The governance model is designed so that the canonical project is genuinely community-maintainable, even when commercial features ship in parallel.
Why this works¶
Two forces sustain the model:
- Network effect of the OSS — registry contributions, framework adapters, AOS exporters, and operator views accrue in the canonical project because contributors find the audience there.
- Operational asymmetry of the commercial product — hosting a multi-tenant SaaS, signing tools, and maintaining FedRAMP packaging is not amenable to volunteer contribution at scale. That is where the company captures revenue.
The model is similar in shape to GitLab, HashiCorp's pre-BSL era, and Backstage with Spotify Portal. It is well-understood by buyers and well-supported by the developer community.
What we will not do¶
- Relicense to BSL, SSPL, or "source-available." We learned from the cautionary examples and intend to stay Apache-2.0.

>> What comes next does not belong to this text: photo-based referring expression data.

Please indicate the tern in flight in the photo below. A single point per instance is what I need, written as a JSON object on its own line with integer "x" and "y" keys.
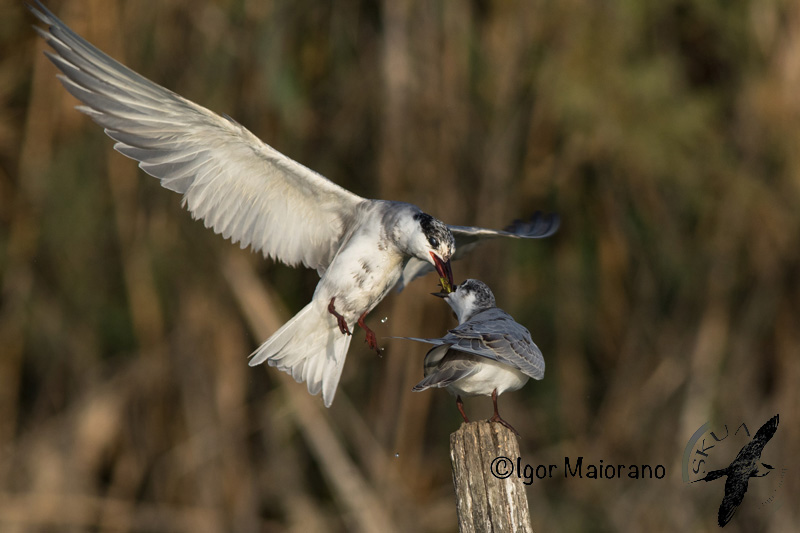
{"x": 252, "y": 194}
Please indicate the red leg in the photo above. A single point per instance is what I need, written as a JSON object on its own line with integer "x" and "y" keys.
{"x": 371, "y": 339}
{"x": 496, "y": 415}
{"x": 460, "y": 406}
{"x": 339, "y": 318}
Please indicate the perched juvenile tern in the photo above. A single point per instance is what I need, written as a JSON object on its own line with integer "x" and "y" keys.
{"x": 487, "y": 354}
{"x": 250, "y": 193}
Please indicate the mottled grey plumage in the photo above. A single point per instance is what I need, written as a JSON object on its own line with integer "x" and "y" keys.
{"x": 488, "y": 353}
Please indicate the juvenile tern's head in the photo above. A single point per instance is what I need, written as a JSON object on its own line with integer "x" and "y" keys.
{"x": 436, "y": 245}
{"x": 469, "y": 299}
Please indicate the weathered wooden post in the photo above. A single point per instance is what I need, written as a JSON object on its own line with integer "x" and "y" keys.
{"x": 483, "y": 453}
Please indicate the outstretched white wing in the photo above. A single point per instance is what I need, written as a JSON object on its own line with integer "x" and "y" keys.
{"x": 241, "y": 187}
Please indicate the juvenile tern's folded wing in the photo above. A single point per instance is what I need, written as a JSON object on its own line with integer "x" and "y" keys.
{"x": 538, "y": 226}
{"x": 241, "y": 187}
{"x": 495, "y": 335}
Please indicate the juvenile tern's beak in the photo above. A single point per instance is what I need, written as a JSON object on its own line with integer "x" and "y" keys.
{"x": 445, "y": 273}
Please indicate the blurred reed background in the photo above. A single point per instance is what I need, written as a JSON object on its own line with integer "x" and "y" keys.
{"x": 666, "y": 134}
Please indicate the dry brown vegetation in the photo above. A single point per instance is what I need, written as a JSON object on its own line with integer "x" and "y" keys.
{"x": 666, "y": 134}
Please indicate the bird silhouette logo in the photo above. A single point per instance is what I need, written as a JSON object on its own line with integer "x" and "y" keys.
{"x": 741, "y": 469}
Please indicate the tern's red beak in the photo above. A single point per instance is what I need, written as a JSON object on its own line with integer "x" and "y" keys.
{"x": 445, "y": 273}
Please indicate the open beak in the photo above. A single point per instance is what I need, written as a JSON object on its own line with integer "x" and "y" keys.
{"x": 445, "y": 273}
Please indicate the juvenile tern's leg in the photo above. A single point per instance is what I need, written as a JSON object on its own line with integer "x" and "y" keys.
{"x": 496, "y": 415}
{"x": 372, "y": 340}
{"x": 339, "y": 318}
{"x": 460, "y": 406}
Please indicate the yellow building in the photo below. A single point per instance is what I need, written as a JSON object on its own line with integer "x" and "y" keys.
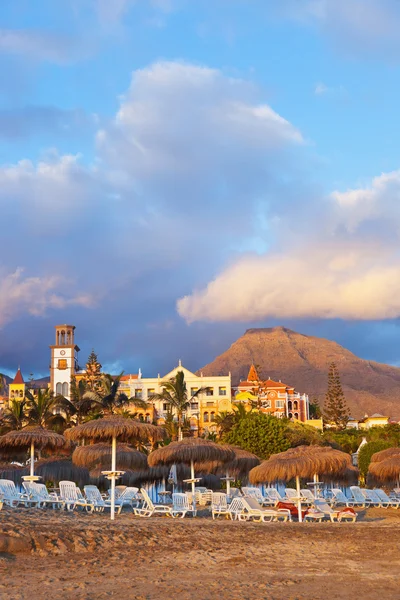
{"x": 16, "y": 389}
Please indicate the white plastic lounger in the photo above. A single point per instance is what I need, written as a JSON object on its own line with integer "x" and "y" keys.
{"x": 219, "y": 505}
{"x": 359, "y": 496}
{"x": 13, "y": 498}
{"x": 247, "y": 508}
{"x": 321, "y": 507}
{"x": 148, "y": 509}
{"x": 40, "y": 494}
{"x": 386, "y": 501}
{"x": 181, "y": 506}
{"x": 72, "y": 497}
{"x": 250, "y": 492}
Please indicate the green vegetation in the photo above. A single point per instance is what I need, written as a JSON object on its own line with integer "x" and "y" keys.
{"x": 336, "y": 411}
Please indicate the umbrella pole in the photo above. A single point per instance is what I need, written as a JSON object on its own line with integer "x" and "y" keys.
{"x": 228, "y": 485}
{"x": 32, "y": 458}
{"x": 298, "y": 498}
{"x": 193, "y": 484}
{"x": 113, "y": 468}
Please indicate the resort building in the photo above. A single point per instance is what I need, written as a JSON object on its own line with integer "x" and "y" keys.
{"x": 273, "y": 397}
{"x": 203, "y": 409}
{"x": 64, "y": 360}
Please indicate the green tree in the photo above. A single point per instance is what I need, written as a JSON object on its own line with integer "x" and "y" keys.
{"x": 41, "y": 409}
{"x": 13, "y": 417}
{"x": 336, "y": 411}
{"x": 366, "y": 452}
{"x": 315, "y": 409}
{"x": 175, "y": 394}
{"x": 259, "y": 433}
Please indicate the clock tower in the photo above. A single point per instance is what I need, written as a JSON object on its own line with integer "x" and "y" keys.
{"x": 64, "y": 360}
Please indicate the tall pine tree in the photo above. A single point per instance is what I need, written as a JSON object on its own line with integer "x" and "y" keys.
{"x": 336, "y": 410}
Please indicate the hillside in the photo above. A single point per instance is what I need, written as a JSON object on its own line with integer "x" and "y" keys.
{"x": 302, "y": 361}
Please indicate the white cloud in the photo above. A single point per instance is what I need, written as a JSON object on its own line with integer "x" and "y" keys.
{"x": 35, "y": 295}
{"x": 348, "y": 267}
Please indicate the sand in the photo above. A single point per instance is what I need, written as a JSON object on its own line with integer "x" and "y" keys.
{"x": 72, "y": 556}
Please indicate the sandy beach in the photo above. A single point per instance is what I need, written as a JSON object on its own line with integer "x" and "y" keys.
{"x": 85, "y": 556}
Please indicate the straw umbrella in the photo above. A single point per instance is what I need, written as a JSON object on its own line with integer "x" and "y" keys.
{"x": 239, "y": 467}
{"x": 300, "y": 462}
{"x": 111, "y": 428}
{"x": 31, "y": 438}
{"x": 192, "y": 451}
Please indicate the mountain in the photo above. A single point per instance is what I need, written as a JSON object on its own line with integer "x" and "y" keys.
{"x": 302, "y": 361}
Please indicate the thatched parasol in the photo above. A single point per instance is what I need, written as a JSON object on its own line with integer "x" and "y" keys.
{"x": 384, "y": 454}
{"x": 111, "y": 428}
{"x": 58, "y": 468}
{"x": 100, "y": 455}
{"x": 301, "y": 462}
{"x": 31, "y": 437}
{"x": 237, "y": 468}
{"x": 192, "y": 451}
{"x": 386, "y": 470}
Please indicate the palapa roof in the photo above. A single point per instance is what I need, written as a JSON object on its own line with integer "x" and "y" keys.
{"x": 240, "y": 465}
{"x": 99, "y": 455}
{"x": 304, "y": 462}
{"x": 123, "y": 428}
{"x": 198, "y": 450}
{"x": 384, "y": 454}
{"x": 42, "y": 438}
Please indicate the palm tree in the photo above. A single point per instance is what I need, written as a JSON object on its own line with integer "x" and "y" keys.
{"x": 13, "y": 416}
{"x": 175, "y": 394}
{"x": 41, "y": 409}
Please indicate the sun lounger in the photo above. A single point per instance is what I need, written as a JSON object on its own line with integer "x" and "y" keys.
{"x": 148, "y": 508}
{"x": 181, "y": 506}
{"x": 13, "y": 498}
{"x": 338, "y": 498}
{"x": 40, "y": 494}
{"x": 359, "y": 496}
{"x": 386, "y": 501}
{"x": 372, "y": 497}
{"x": 219, "y": 505}
{"x": 321, "y": 509}
{"x": 72, "y": 497}
{"x": 247, "y": 508}
{"x": 252, "y": 492}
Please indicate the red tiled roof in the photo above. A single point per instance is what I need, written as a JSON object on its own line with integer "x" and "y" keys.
{"x": 18, "y": 377}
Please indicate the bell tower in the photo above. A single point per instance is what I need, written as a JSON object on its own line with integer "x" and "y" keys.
{"x": 64, "y": 360}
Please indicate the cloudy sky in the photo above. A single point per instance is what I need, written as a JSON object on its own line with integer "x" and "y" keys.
{"x": 173, "y": 172}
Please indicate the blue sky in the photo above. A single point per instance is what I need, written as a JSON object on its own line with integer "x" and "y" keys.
{"x": 162, "y": 162}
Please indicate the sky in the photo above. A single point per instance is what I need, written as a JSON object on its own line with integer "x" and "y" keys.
{"x": 173, "y": 172}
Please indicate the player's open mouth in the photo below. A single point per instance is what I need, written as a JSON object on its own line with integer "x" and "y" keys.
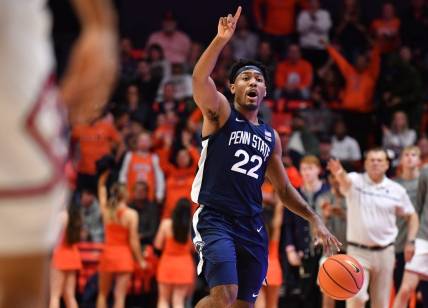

- Hold features hostage in OSS to coerce upgrades. Commercial value comes from new operational capability, not from withholding existing OSS features.
- Build closed-source patches into the OSS code path. Commercial features compose above the OSS, never inside it.
Honest summary¶
The OSS is the product for many users. The commercial product is for operators, enterprises, and regulated industries that want hosted, signed, and attested operations. The boundary is honest, durable, and aligned with how customers actually consume software.